Chatterbox validates the reference clip by file extension and rejects formats like .aac/.opus. Always transcode the reference (upload bytes and library files alike) to mono 24 kHz WAV with ffmpeg before forwarding, so any source format is accepted and the from-library audio/video paths are unified. The reference length cap is now configurable via LLAMA_SWAP_TTS_REF_SECONDS (default 30) — Chatterbox is zero-shot, so a clean ~10-20s clip is the sweet spot. Drops the now-unused mime guesser.
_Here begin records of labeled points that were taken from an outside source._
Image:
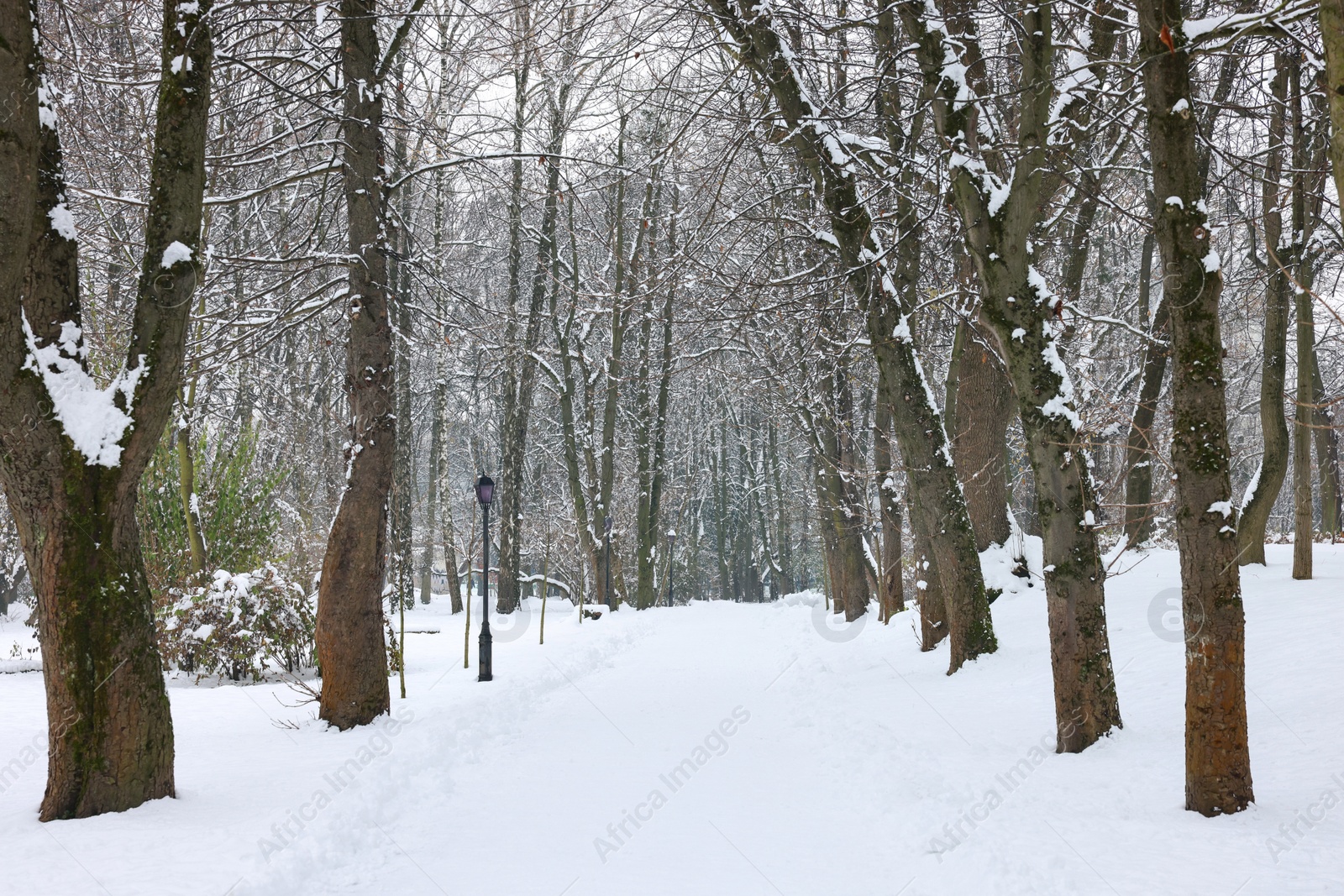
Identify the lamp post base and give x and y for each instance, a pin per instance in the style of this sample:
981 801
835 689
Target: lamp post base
487 645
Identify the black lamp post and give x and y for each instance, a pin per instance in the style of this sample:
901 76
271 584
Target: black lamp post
671 562
611 602
484 493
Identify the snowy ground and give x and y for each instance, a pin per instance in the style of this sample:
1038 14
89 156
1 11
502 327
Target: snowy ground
824 762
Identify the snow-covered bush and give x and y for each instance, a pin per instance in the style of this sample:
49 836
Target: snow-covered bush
235 492
239 625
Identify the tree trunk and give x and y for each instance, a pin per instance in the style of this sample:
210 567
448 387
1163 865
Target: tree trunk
1332 36
842 506
349 640
1304 530
920 427
978 422
187 485
1026 317
1218 774
438 398
890 584
933 609
1327 456
74 501
1268 479
651 429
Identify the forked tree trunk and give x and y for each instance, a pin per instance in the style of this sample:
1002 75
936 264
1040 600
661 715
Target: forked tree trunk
1139 449
1269 476
1218 773
351 647
921 437
74 501
1025 316
890 584
978 423
651 426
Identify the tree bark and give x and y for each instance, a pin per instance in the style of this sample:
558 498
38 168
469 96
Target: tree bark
109 726
1000 217
1332 36
978 422
921 437
1269 474
890 584
1304 528
651 427
1327 457
1218 774
349 638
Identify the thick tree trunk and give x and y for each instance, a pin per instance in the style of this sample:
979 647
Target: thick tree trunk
979 425
1218 774
1332 36
921 437
109 726
1025 316
890 584
351 647
1304 528
1140 453
1269 476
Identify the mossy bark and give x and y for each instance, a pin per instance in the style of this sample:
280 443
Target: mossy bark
1273 466
921 437
1026 317
109 726
1218 774
349 634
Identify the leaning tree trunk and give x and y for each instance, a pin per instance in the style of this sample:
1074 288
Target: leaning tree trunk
1140 453
921 437
1304 530
351 647
1332 36
1268 479
1000 219
514 423
1327 456
1218 773
979 410
890 584
933 607
73 488
840 500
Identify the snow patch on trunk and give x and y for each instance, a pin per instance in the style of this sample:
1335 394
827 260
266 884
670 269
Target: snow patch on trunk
87 414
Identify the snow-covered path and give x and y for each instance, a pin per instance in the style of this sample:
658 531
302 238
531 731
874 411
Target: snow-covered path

Co-Authored-By: Claude Opus 4.8 (1M context) <noreply@anthropic.com>
2026-06-02 22:50:08 -04:00
parent 35c5ecb427
commit 62d517dcda
3 changed files with 79 additions and 78 deletions
@@ -87,6 +87,7 @@ AGENTIC_CHAT_MAX_ITERATIONS=6
 # + voice cloning in the mobile app).
 # LLAMA_SWAP_TTS_MODEL=chatterbox        # TTS model id in config.yaml
 # LLAMA_SWAP_TTS_VOICE=m                 # default voice when a request omits one
+# LLAMA_SWAP_TTS_REF_SECONDS=30          # max voice-clone reference clip length (s)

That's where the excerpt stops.